La directive européenne sur les produits du tabac entre en vigueur aujourd’hui. Parmi diverses mesures: 65% de la surface d’un paquet de cigarettes sera dorénavant recouverte par des messages de prévention. La France va même plus loin et instaure le paquet complètement neutre. En Suisse, c’est tout le contraire qui est en train d’arriver. La nouvelle loi sur les produits du tabac menace de sombrer à la première étape parlementaire.

L’an dernier, le conseiller fédéral Alain Berset a pourtant concocté une loi modérée, visant à prévenir contre les méfaits du tabagisme tout en préservant la liberté du commerce. Elle prévoit notamment d’interdire la vente aux moins de 18 ans ainsi que le sponsoring de manifestations internationales. Elle n’interdit pas totalement la publicité, qui reste tolérée dans les points de vente. Elle n’introduit pas non plus le paquet neutre et laisse la compétence au Conseil fédéral de modifier la forme et les indications sur les emballages.

Cette loi, nettement moins ambitieuse que la directive européenne, sera débattue lors de la session de juin au Conseil des Etats. Mais une majorité de la commission de la sécurité sociale et de la santé publique propose de renvoyer le paquet au Conseil fédéral. Les représentants des partis de droite estiment que la loi va trop loin et interfère avec les principes de l’économie de marché. Invité vendredi à Berne à un débat organisé par la Ligue pulmonaire suisse, Josef Dittli (PLR/UR) a expliqué qu’il ne valait même pas la peine de la corriger article par article, dans le sens voulu par la majorité. «L’exercice aurait été beaucoup trop complexe», juge-t-il.

Les milieux de la prévention et la gauche ne sont pas non plus entièrement satisfaits, mais pour des raisons inverses: ils trouvent la loi trop timide. Cependant, la proposition de renvoi les fâche encore plus. «Autant dire qu’il n’y aura jamais de loi», estime la conseillère nationale Marina Carobbio (PS/TI). Les différents lobbys actifs ces derniers mois ont-ils gagné?

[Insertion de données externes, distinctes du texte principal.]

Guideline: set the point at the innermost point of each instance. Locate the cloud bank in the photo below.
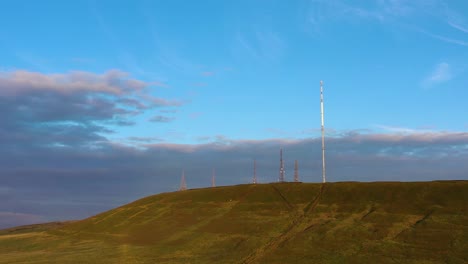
(57, 162)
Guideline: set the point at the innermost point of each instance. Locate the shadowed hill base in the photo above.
(346, 222)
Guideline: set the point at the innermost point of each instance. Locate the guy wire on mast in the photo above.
(254, 180)
(281, 176)
(213, 175)
(323, 133)
(183, 184)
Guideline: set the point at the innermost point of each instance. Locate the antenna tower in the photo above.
(296, 171)
(254, 180)
(183, 184)
(281, 178)
(213, 183)
(323, 133)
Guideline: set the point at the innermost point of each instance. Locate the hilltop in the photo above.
(345, 222)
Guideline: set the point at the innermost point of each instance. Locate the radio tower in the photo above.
(323, 133)
(254, 179)
(183, 184)
(296, 172)
(213, 183)
(281, 178)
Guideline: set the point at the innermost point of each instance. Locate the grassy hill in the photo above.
(347, 222)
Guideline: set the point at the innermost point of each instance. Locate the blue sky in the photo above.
(90, 89)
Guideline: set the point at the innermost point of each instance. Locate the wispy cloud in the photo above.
(395, 13)
(208, 73)
(441, 73)
(74, 109)
(458, 26)
(161, 119)
(263, 45)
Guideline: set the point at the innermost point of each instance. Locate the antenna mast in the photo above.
(183, 184)
(281, 178)
(254, 180)
(213, 183)
(296, 171)
(323, 133)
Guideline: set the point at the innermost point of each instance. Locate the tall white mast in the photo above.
(323, 133)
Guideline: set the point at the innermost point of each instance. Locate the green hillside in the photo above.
(347, 222)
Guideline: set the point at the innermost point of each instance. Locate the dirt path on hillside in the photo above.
(297, 226)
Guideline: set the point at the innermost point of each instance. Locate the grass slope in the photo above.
(347, 222)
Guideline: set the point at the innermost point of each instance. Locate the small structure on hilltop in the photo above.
(183, 184)
(281, 176)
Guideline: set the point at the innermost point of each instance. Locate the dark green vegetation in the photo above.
(348, 222)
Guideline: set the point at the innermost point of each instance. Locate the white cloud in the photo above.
(441, 73)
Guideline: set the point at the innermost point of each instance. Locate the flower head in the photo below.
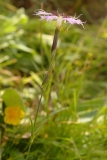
(51, 16)
(13, 115)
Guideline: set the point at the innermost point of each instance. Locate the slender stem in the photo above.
(46, 78)
(55, 41)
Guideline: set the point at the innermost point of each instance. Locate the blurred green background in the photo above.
(72, 121)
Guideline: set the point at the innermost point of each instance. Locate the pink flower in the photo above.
(51, 16)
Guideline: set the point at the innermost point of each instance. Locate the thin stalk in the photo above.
(46, 78)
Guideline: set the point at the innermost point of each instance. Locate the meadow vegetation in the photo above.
(71, 122)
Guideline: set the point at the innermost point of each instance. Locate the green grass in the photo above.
(71, 124)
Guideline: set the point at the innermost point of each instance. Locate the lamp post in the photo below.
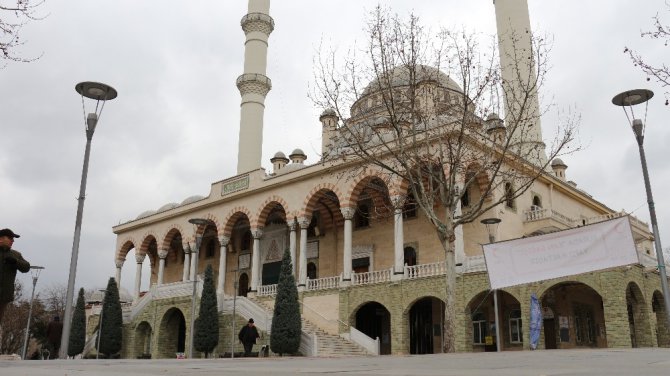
(99, 93)
(35, 272)
(104, 297)
(491, 227)
(627, 100)
(197, 222)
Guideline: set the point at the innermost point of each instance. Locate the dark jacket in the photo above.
(248, 334)
(10, 262)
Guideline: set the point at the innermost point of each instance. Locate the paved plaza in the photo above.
(647, 362)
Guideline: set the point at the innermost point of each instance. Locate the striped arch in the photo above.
(310, 202)
(128, 244)
(233, 216)
(146, 240)
(169, 235)
(266, 208)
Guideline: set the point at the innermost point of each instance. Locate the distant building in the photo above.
(364, 271)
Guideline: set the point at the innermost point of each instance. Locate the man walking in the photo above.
(10, 261)
(247, 336)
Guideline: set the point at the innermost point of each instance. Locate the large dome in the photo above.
(400, 76)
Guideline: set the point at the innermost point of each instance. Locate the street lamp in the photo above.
(628, 99)
(99, 93)
(35, 272)
(491, 227)
(102, 305)
(196, 222)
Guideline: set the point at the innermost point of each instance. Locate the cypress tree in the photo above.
(206, 335)
(286, 324)
(112, 321)
(78, 327)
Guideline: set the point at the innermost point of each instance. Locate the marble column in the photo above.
(256, 259)
(195, 253)
(223, 252)
(291, 244)
(139, 257)
(119, 265)
(348, 214)
(187, 261)
(398, 236)
(162, 254)
(302, 271)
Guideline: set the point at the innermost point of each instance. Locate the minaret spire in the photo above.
(254, 84)
(518, 74)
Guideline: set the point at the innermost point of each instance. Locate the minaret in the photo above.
(518, 64)
(254, 84)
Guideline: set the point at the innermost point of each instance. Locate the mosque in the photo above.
(371, 279)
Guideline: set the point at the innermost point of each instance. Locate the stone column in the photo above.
(162, 254)
(398, 236)
(195, 253)
(291, 244)
(223, 240)
(256, 259)
(119, 265)
(187, 259)
(302, 271)
(348, 214)
(139, 257)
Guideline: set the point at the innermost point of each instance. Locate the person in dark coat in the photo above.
(247, 336)
(54, 333)
(10, 261)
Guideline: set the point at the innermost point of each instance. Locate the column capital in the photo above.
(304, 222)
(348, 213)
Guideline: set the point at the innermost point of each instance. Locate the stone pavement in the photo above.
(628, 362)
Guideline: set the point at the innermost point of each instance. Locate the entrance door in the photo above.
(550, 334)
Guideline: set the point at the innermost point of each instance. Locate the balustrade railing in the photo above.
(368, 278)
(324, 283)
(267, 290)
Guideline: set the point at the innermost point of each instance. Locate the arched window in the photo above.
(410, 256)
(362, 216)
(311, 271)
(479, 329)
(509, 195)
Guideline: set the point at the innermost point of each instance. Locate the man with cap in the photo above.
(10, 261)
(247, 336)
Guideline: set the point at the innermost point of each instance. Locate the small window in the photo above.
(515, 326)
(410, 256)
(479, 329)
(509, 195)
(311, 271)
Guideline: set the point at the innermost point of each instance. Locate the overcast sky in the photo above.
(173, 129)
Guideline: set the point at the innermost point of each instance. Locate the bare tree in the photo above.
(659, 71)
(420, 109)
(14, 14)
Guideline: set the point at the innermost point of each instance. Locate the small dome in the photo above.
(279, 155)
(328, 112)
(167, 207)
(558, 162)
(192, 199)
(298, 152)
(146, 214)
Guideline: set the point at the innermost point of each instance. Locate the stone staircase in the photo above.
(329, 345)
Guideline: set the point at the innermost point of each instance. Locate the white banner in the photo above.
(581, 250)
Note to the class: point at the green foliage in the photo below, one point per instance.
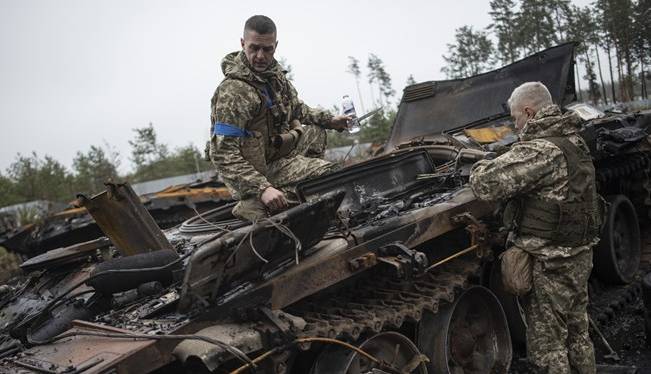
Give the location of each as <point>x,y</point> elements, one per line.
<point>153,160</point>
<point>9,193</point>
<point>504,16</point>
<point>470,54</point>
<point>38,178</point>
<point>145,147</point>
<point>92,170</point>
<point>375,130</point>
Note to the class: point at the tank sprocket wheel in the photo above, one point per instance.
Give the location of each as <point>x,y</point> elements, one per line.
<point>392,348</point>
<point>617,256</point>
<point>470,335</point>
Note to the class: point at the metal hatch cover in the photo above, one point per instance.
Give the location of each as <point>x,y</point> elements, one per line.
<point>435,107</point>
<point>380,177</point>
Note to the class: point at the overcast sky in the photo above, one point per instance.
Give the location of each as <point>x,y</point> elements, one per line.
<point>81,73</point>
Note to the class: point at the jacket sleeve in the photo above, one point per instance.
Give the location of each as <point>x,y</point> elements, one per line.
<point>307,115</point>
<point>235,104</point>
<point>528,166</point>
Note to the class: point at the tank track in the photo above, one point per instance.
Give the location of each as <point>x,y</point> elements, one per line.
<point>605,304</point>
<point>379,302</point>
<point>621,167</point>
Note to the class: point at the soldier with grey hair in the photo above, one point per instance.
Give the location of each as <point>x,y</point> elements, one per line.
<point>548,180</point>
<point>258,142</point>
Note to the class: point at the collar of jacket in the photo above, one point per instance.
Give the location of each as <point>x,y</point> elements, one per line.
<point>549,122</point>
<point>235,65</point>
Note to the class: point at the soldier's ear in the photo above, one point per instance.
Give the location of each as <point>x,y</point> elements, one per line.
<point>529,112</point>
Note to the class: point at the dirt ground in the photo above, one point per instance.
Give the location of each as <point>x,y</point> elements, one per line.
<point>623,328</point>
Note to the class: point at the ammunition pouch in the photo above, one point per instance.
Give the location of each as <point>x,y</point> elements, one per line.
<point>286,143</point>
<point>567,224</point>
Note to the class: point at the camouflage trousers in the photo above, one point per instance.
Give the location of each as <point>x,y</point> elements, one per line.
<point>302,163</point>
<point>557,320</point>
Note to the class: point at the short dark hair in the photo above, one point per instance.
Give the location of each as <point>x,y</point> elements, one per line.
<point>261,24</point>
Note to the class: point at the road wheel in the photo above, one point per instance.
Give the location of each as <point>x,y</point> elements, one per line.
<point>470,335</point>
<point>510,304</point>
<point>389,347</point>
<point>617,256</point>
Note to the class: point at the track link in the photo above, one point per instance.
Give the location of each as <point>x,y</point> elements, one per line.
<point>379,302</point>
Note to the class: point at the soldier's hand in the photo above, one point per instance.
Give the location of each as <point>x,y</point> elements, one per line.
<point>273,199</point>
<point>339,123</point>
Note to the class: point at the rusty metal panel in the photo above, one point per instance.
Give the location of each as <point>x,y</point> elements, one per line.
<point>381,177</point>
<point>435,107</point>
<point>122,217</point>
<point>91,354</point>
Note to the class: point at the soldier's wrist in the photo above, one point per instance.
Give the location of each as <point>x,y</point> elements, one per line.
<point>263,187</point>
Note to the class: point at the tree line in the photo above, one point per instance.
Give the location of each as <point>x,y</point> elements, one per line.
<point>376,129</point>
<point>34,177</point>
<point>620,30</point>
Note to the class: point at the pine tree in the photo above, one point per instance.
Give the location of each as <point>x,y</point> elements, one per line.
<point>470,54</point>
<point>536,26</point>
<point>377,74</point>
<point>353,68</point>
<point>504,17</point>
<point>582,29</point>
<point>642,40</point>
<point>92,170</point>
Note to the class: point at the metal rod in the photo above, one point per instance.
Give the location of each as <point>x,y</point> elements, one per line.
<point>471,248</point>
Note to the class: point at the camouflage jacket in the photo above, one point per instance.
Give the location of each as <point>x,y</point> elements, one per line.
<point>533,167</point>
<point>241,101</point>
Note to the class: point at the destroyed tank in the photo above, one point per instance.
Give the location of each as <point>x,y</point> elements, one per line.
<point>385,266</point>
<point>169,207</point>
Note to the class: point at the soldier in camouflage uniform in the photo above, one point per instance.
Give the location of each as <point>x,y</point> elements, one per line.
<point>549,177</point>
<point>258,142</point>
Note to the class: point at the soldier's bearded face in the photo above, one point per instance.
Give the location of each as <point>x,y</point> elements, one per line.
<point>259,49</point>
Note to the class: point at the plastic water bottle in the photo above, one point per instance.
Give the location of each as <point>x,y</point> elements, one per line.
<point>348,109</point>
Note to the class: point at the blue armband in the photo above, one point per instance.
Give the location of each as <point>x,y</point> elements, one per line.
<point>226,129</point>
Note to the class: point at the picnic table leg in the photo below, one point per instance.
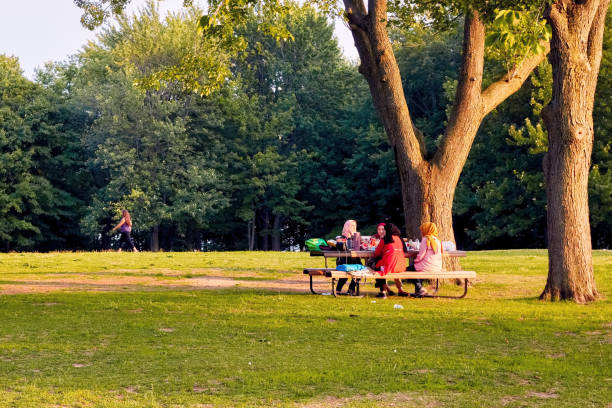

Présents à Berne, deux représentants européens ont expliqué la pression exercée par le lobby du tabac lors de l’élaboration de la directive. «On nous a même sorti l’argument Schmidt», du nom de l’ancien chancelier allemand Helmut Schmidt, incorrigible fumeur, décédé à 96 ans. «Selon nos adversaires, on pouvait donc fumer et vivre longtemps», raconte Tonio Borg, ex-commissaire européen à la santé, qui a recensé la présence de 97 lobbyistes à Bruxelles au moment des discussions. Député européen, le Français Gilles Pargneaux estime pour sa part qu’il n’y a jamais eu un tel «déploiement». Et d’analyser la situation helvétique d’un œil critique: «J’ai l’impression que la Suisse est le paradis pour l’industrie du tabac».